Looks like all the locations are now up for Spirit...

And for the first time ever, Vancouver is on that list!!!! Yahoo!!!


http://www.spirithalloween.com/storelocation.aspx

just scroll down to see it after u hit the link


----------



## spideranne (Jul 17, 2006)

And oddly, nothing within 100 miles of the Dallas area. There's usually at least 3-4. Hmmm?


----------



## Vancouver (Sep 12, 2008)

spideranne said:


> And oddly, nothing within 100 miles of the Dallas area. There's usually at least 3-4. Hmmm?

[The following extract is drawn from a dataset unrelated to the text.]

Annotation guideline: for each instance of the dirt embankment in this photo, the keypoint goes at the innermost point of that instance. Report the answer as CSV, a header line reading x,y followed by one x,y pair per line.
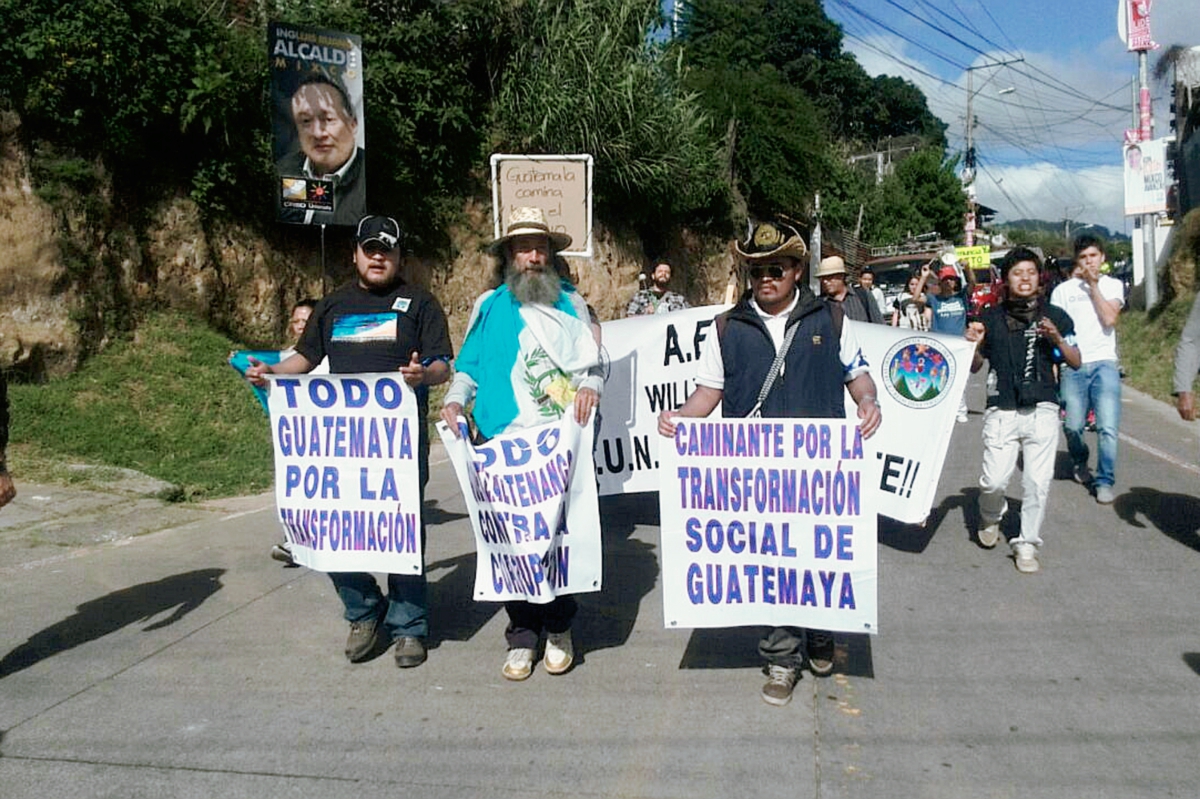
x,y
77,272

Huh? Dallas isn't a small town!


----------



## nixie (Sep 17, 2008)

Nothin' in my area. We always just have Halloween USA, I've never been impreseed with them. I'm guessing Spirit is better?


----------



## Terrormaster (Sep 27, 2007)

They've also apparently relaunched their site design. I love the new layout - a lot more user friendly and a LOT faster.


----------



## DarkLore (Jan 25, 2009)

You gotta be kidding. Alrighty then....keep your eyes peeled for whomever replaces them.



spideranne said:


> And oddly, nothing within 100 miles of the Dallas area. There's usually at least 3-4. Hmmm?


----------



## lowdwnrob (Jul 2, 2008)

None around me either


----------



## dusty588 (Oct 8, 2006)

I looked on the site, and it looks like there will be a store in Edmonton for th first time. There is also an independant Halloween store, that I have been to, and it has some awesome stuff, but I will check out Spirit for sure.


----------



## scarymovie (Feb 14, 2010)

Thats cool there is alots of Spirits!


----------